Most often, in SQL, distinct is used with the Count function. So, without difficulty we can find out how many unique types of wallpapers we generally have:
SELECT count (distinct Oboi.type) FROM Oboi |
And to get the result 5 - paper ordinary and two-layer, vinyl, fabric and non-woven. Surely everyone saw an advertisement of the type: โOnly we have more than 20 types of different wallpapers!โ, Which means that in this store there are not a couple of dozen rolls of everything, but wallpapers of the most diverse modern types.
Interestingly, in a single query, you can specify several Count functions with or without the distinct attribute. That is, this is the only situation where distinct in Select can be present several times.
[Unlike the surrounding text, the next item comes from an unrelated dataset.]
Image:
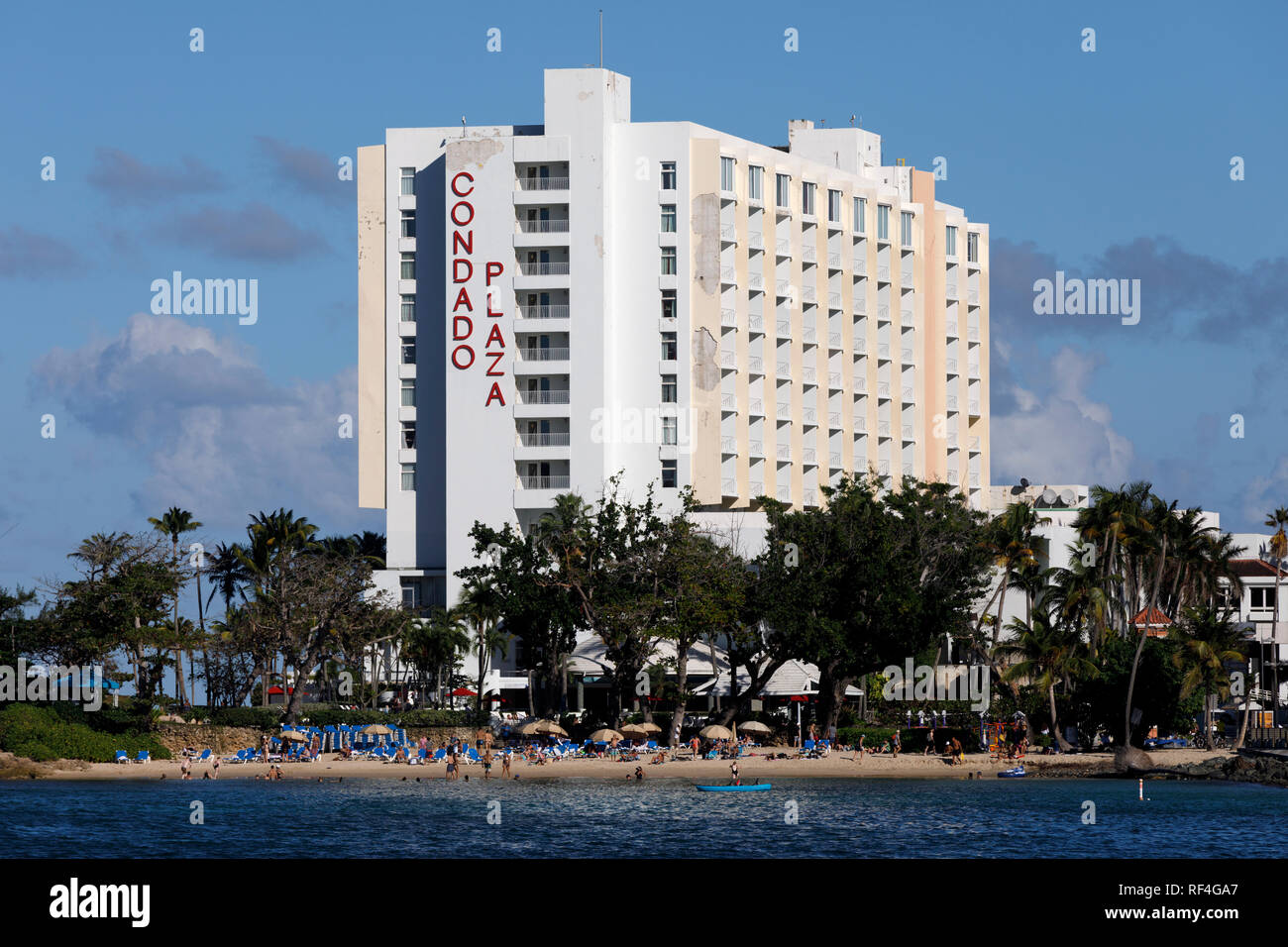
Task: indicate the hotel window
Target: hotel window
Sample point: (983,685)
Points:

When to abandon the argument
The use of the SQL distinct argument should be discarded in one of two cases:
- You select from tables and are sure of the uniqueness of the values โโin each. In this case, the use of the argument is impractical, because this is an additional load on the server or client (depending on the type of DBMS).
- You are afraid to lose the necessary data. Letโs explain.
Suppose a boss asks you to list the wallpapers that you have, with just two columns - type and color. Out of habit, you specify the distinct argument:
SELECT distinct Oboi.type, Oboi.color FROM Oboi ORDER BY Oboi.type |
And - lose some of the data:
type | color |
Paper | Multicolor |
Two-layer paper | Beige |
Vinyl | Brown |
Vinyl | Orange |
Fabric | Pink |
Non-woven | Beige |
Non-woven | Whites |
It may seem that we have only one type of paper wallpaper (ordinary and two-layer), although in fact even in our small table there are two article numbers (the result is not distinct):
type | color |
Paper | Multicolor |
Paper | Multicolor |
Two-layer paper | Beige |
Two-layer paper | Beige |
Vinyl | Brown |
Vinyl | Orange |
Fabric | Pink |
Non-woven | Whites |
Non-woven | Beige |
Therefore, as when writing any request, with the distinct argument, you must be careful and correctly resolve the issue with its application, depending on the task.
Distinct alternative
The opposite of distinct is the All argument. When applied, duplicate lines are saved. But since by default the DBMS thinks that all values โโshould be output, then the argument All is more of a qualifier than a real functional argument.
We hope you now understand when distinct (SQL) is applied. The description gave you complete information about the appropriateness of applying this argument in solving various problems. Indeed, as it turned out, even such a simple argument in its application hides the quite tangible probability of losing some data and displaying inaccurate information.